January inflation could be lowest since October 2019

India’s retail inflation fell marginally in January but was within the Reserve Bank of India’s target range for a second month as vegetable prices declined further, a Reuters poll predicted.

The 5th to 9th February poll of 50 economists displayed that retail inflation declined to 4.45% in January in comparison to 4.59% in December.


If this validated, inflation would be its lowest since October 2019 and within the RBI’s target zone of 2%-6%. It stayed extremely high throughout last year during the COVID-19 pandemic and burst out of the range for eight continuous months from April.

“Inflation was expected to ease in January led by correction in vegetable prices,” said Sakshi Gupta, senior economist at HDFC Bank. “However, the moderation is capped as cereals and pulses prices rose in the month. Moreover, there is likely to be some upward pressure due to rising crude oil prices.”

The RBI expected inflation to remain within the range over the next few quarters but conveyed concern over high core inflation and rising fuel prices at its meeting last week.

In addition to this, a private survey observed cost prices rose across the manufacturing and services sectors, indicating inflation could move higher.

Radhika Rao, economist at DBS Bank in Singapore, said, “Undercurrents from higher input costs, commodity pass-through, demand impulses from a cyclical recovery and monsoon will influence the price trajectory.” She added, “While the door for further rate cuts has been effectively closed, this year’s balancing act will be to continue with a calibrated approach to liquidity normalization as growth gains traction.”

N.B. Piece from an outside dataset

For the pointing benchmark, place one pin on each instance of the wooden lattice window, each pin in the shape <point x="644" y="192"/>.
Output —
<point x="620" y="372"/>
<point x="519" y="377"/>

The RBI predicted retail inflation to be between 5.0%-5.2% in the upcoming six months from April. The Monetary Policy Committee forcasted 10.5% GDP growth in FY22, higher than the 9.5% expected in a Reuters survey a fortnight ago.

That implies that the central bank would remain accommodative, hosting the government’s 12 trillion Indian rupees ($165.4 billion) borrowing program for next fiscal year.

The economy shattered by the pandemic induced-lockdown was anticipated to acquire a crucial boost from the fiscal package and grow robustly next fiscal year, another Reuters poll found.

Asia’s third-largest economy was expected to contract 8.0% this fiscal year, its steepest fall in almost four decades.

The latest poll predicted industrial output declined 0.2% during December from a year earlier after all core industries shrank except coal and electricity. In November, it declined 1.9%. Infrastructure output, which holds approximately 40% of total industrial production, shrunk 1.3% in December.